Apple has one of the best and most admired success stories of all time. After the return of original founder Steve Jobs, it rose to fame and started to produce some of the most sought-after products for consumers of electronics. Now, it’s probable that most of your classmates own an Apple product. There were many factors that led to the success of Apple, and created the brand image that is so widely loved today.
The Cult Following
Similar to communist leaders, Apple also has its own cult of personality. We see loyal customers who not only require the latest Apple product, but also find it essential to splurge on multiple Apple products. Apple takes advantage of this by releasing a new product every year, oftentimes only adding a slight improvement from the previous model. The group of Apple lovers has grown considerably larger, with many fan-groups and specialty magazines popping up everyday.
The Coolness Factor
Consumers buy Apple products because they are “cool and hip!” Pop culture in today’s society has caused consumers to believe that Apple products are a necessity in order to be “in” and fashionable. TV shows have characters with iPhones and other Apple products, while the word “iPod” is used interchangeably with “MP3 player”. The current trend of “I need to get an Apple product because everyone else I know has one” benefits both the company and the consumers. This marketing strategy, often known as the “bandwagon” effect, where everyone wants to be part of the group that is the latest thing, probably contributes the most to the success of Apple.
The simplicity of Apple contributes to an appealing vibe for consumers.
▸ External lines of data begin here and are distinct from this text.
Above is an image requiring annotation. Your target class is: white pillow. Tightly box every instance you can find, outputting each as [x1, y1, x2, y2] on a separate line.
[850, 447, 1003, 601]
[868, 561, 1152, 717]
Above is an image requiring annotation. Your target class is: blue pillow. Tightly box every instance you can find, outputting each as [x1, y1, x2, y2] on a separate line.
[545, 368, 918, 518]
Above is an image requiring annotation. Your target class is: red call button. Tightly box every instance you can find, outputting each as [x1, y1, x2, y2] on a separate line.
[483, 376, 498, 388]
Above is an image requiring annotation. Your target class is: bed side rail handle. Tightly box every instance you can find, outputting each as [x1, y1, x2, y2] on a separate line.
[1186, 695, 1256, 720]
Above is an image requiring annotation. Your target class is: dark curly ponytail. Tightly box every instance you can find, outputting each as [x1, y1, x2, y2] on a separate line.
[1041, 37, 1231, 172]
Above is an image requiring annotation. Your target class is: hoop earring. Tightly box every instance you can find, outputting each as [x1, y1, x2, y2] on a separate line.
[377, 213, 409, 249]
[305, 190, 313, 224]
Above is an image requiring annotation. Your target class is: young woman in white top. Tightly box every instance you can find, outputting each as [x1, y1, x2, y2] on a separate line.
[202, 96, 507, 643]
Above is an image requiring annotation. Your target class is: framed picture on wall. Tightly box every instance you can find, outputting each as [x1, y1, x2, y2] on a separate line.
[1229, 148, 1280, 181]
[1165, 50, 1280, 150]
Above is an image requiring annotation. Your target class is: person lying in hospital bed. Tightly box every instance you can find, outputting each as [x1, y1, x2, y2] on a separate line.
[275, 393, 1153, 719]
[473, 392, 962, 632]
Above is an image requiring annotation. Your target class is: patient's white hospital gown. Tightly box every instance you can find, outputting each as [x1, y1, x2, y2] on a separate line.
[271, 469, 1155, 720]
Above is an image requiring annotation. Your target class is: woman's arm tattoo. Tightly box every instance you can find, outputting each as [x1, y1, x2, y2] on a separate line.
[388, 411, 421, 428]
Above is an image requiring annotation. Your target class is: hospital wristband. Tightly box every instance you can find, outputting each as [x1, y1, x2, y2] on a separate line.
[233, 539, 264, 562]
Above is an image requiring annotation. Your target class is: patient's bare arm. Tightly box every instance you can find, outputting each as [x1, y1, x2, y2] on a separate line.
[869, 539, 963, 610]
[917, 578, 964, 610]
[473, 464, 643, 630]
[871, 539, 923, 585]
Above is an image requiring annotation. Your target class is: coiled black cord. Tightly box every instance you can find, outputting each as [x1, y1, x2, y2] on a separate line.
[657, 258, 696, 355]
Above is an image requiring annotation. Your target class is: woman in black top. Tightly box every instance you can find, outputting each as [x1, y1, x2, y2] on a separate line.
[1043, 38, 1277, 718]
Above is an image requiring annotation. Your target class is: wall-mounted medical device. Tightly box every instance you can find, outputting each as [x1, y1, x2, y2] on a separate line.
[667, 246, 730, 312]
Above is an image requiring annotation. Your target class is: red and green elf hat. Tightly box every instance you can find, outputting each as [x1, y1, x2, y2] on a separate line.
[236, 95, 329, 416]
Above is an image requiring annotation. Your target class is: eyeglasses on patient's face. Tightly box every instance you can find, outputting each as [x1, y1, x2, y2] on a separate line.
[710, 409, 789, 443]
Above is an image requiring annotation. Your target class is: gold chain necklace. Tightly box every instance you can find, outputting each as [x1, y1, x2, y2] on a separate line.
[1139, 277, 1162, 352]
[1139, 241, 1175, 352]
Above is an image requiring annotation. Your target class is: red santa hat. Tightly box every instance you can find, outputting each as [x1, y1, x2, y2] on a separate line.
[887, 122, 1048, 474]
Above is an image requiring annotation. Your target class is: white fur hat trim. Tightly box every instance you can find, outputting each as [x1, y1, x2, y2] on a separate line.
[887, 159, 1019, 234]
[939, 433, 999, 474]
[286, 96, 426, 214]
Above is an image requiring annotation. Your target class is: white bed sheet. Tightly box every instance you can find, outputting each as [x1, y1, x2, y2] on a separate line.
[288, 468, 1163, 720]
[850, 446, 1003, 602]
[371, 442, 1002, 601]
The emphasis placed on the appearance of Apple products was a first for the technology world during that time, and it was this winning combination of aesthetics and functionality that allowed Apple to appeal to and eventually dominate the market. Consumers were attracted to the “simple but elegant” elements created by Apple. Moreover, Apple products were probably more user friendly, further influencing consumers. The simplicity was replicated in Apple advertising campaigns, such as in the silhouette dancing while listening to an iPod, and successfully generated publicity for Apple. The effect of simplicity helped contribute to the amount of loyal customers, and the “coolness” of Apple products.
Opposed to Change
Although it might seem like Apple is constantly modifying and changing their products, in reality, Apple products have not changed much in the past few years. Consumers in general do not like change, often preferring to stay within their comfort zone. Because of the integrated and intuitive nature of Apple, consumers often find that once they learn how to use one Apple product, they can easily transition to using other Apple products. Old customers continue to desire Apple products because Apple has not alienated or at least distanced their fan base, but instead provided cushions in the form of very similar products. The Mac is essentially the iPad, with a desktop, sidebar and additional functions. The iPad is in fact a bigger version of the iPod Touch. The iPhone is really an iPod Touch that can make phone calls. And the iPod is actually a compressed version of iTunes with some extra functions. It is evident that this integration and lack of variety produces a very loyal customer base.
These factors have added up to create the great success of Apple, and cause the downward spiral of competitive products, such as Microsoft’s Zune, and the classic, indestructible Nokia phones. However, many speculate that Apple has already reached its peak and will soon embark on its own decline, especially with the passing of former CEO Steve Jobs. Maybe it’s time for other companies, such as HTC, to improve on Apple’s success formula, and seize the opportunity to share the spotlight with Apple.